Steven Stamkos watched the Colorado Avalanche the past few years and figured he and the Tampa Bay Lightning would see them in the Stanley Cup Final before this.
The Lightning are back, looking for the NHL’s first three-peat in almost 40 years, and the Colorado core led by Nathan MacKinnon is finally playing for the Cup following a series of crushing playoff disappointments. A potentially epic best-of-seven series between the two-time defending champions and hockey’s best in the West begins with Game 1 Wednesday in Denver.
Stamkos called the Avalanche “probably the best team in the league” and knows the Lightning will have their hands full slowing down the offensive juggernaut that leads the postseason in scoring.
“There’s no secret that they have some electric players,” Stamkos said Saturday night after Tampa Bay closed out the New York Rangers in six games in the Eastern Conference final. “Now they’ve broken through. They just have an unbelievable mix of veteran presence, star power, grinders, a goalie. A huge challenge for us.”
It’s perhaps the biggest challenge yet for the Lightning since this unprecedented run of playoff success in the salary cap era began two years ago.

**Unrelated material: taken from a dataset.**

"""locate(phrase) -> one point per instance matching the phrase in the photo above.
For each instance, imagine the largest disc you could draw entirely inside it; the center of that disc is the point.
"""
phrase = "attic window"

Tampa Bay isn’t just the first team to go to the final three consecutive years since the cap was put into place in 2005, but the first in league history since Wayne Gretzky’s Edmonton Oilers from 1983-85.
The Lightning are looking to become the first to three-peat since the New York Islanders won the Cup four times in a row from 1980-83.
“There’s still some games to be played and we’re still not at the end of our goal, but in saying that, this group is pretty amazing,” said Stamkos, who scored twice in the clinching 2-1 victory against the Rangers. “We’re going to the finals again, and we have a chance to do something really special.”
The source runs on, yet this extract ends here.